Странно, но родной дом был совершенно таким же, каким запомнился. Поразмыслив, солдат понял, почему — для него этот дом уменьшился уже давно: в младенчестве казался огромным, в юности стал обычным. Таким и остался. И служба в армии никак не повлияла на завершившийся процесс.
Вместо окон в доме Иштвана были бойницы — как в любом другом доме Кунхедьеша. С кухни потянуло изумительным ароматом матушкиного паприкаша, и солдат едва не захлебнулся слюной. Все вокруг казалось маленьким и убогим, а вот запах паприкаша стал еще вкусней. Давненько он не чуял такого сладостного духа. Иштван сглотнул и постучал в дверь.
В доме загомонили, и миг спустя Иштван увидал прямо перед собою свое сгорбившееся и постаревшее подобие.
— Отец!
Родитель Иштвана выронил башмак и дратву.
— Иштван!
При звуке этого имени в доме зашумели еще пуще. Альпри стиснул сына в объятьях.
— Звездами клянусь, служба сделала из тебя мужчину!
— Да ну? — Солдат пожал плечами и переступил порог. — По-моему, я вовсе не изменился.
Альпри изьяснялся тем же горянским говором, что и вся деревня. Иштван сам не знал, отчего это так его изумило.
Все семейство по очереди тискало блудного сына в объятьях, колотило по спине и твердило, как он вырос: матушка, дядьки и тетки, сестры, двоюродные сестры и братья, двоюродный дед с костылем… Кто-то — Иштван в суете не заметил, кто — сунул ему в руки рог, наполненный медом. Солдат разом осушил его. Рог отобрали и сунули другой, тоже полный. Иштван опорожнил и его. До жуткого горлодера, каким пробавлялись в армии, мед не дотягивал, но хмелю в нем было изрядно. После двух рогов солдата прошиб пот, и он разом забыл про горянский говор родственников.

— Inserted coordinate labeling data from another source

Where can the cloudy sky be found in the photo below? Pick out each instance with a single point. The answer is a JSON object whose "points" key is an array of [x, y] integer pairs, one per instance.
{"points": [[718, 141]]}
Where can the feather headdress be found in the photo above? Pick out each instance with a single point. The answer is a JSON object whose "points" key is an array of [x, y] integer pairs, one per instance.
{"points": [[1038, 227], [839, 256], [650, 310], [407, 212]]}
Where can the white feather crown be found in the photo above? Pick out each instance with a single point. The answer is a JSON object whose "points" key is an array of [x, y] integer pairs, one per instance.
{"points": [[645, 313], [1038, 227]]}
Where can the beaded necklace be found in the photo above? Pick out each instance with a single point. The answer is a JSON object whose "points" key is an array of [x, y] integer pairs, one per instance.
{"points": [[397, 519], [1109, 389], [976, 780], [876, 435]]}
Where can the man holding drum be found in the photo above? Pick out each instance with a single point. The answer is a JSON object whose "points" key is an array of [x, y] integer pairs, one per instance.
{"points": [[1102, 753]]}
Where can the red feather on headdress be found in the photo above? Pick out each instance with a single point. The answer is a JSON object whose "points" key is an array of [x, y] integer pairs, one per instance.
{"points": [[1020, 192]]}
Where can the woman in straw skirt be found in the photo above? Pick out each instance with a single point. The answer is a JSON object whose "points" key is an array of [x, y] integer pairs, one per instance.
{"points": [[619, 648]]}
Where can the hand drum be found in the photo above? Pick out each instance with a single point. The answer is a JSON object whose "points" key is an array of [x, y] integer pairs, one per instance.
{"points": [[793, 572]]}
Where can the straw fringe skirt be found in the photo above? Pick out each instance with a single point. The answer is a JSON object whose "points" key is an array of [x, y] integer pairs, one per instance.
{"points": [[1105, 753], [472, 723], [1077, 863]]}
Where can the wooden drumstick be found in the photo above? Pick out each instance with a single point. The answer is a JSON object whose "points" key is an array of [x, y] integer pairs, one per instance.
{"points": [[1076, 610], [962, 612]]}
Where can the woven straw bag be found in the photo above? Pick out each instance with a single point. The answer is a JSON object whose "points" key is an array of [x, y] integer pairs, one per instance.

В руках солдата, как по волшебству, очутился третий рог.
— Идем. — Матушка взяла Иштвана под локоть. — Я как раз накрывала к ужину.
— Пускай поболтает с нами, Гизелла, — возразил отец. — Парень только домой вернулся, не успел даже рассказать — надолго ль. Понятное дело, ему захочется узнать, что у нас тут случилось, пока его не было.
— Вообще-то я зверски проголодался — и одни звезды знают, как давно не пробовал настоящего паприкаша, — заметил Иштван.
Гизелла просияла. Альпри явно изумился и обиделся немного, но сделал вид, будто ничего не случилось. Иштван поспешно уселся за стол. Для большого и шумного семейства Альпри события в их долине были важней бушевавшей по всему континенту Дерлавайской войны. Война казалась им призрачной — а Иштвану казалась нереальной сама долина.
На вкус паприкаш оказался таким же чудесным, как и запах, — в точности таким, каким помнился солдату. Иштван повторял это снова и снова, и мать краснела от удовольствия. Но даже с полными ртами родичи — как всегда — рассказывали о погоде, о стадах, о местных скандалах, о несчетных пороках жителей соседней деревни Сомбатей и еще более гнусных делишках едва заслуживающих человеческого имени негодяев из соседней долины. Иштван и хотел бы утихомирить их, но не мог.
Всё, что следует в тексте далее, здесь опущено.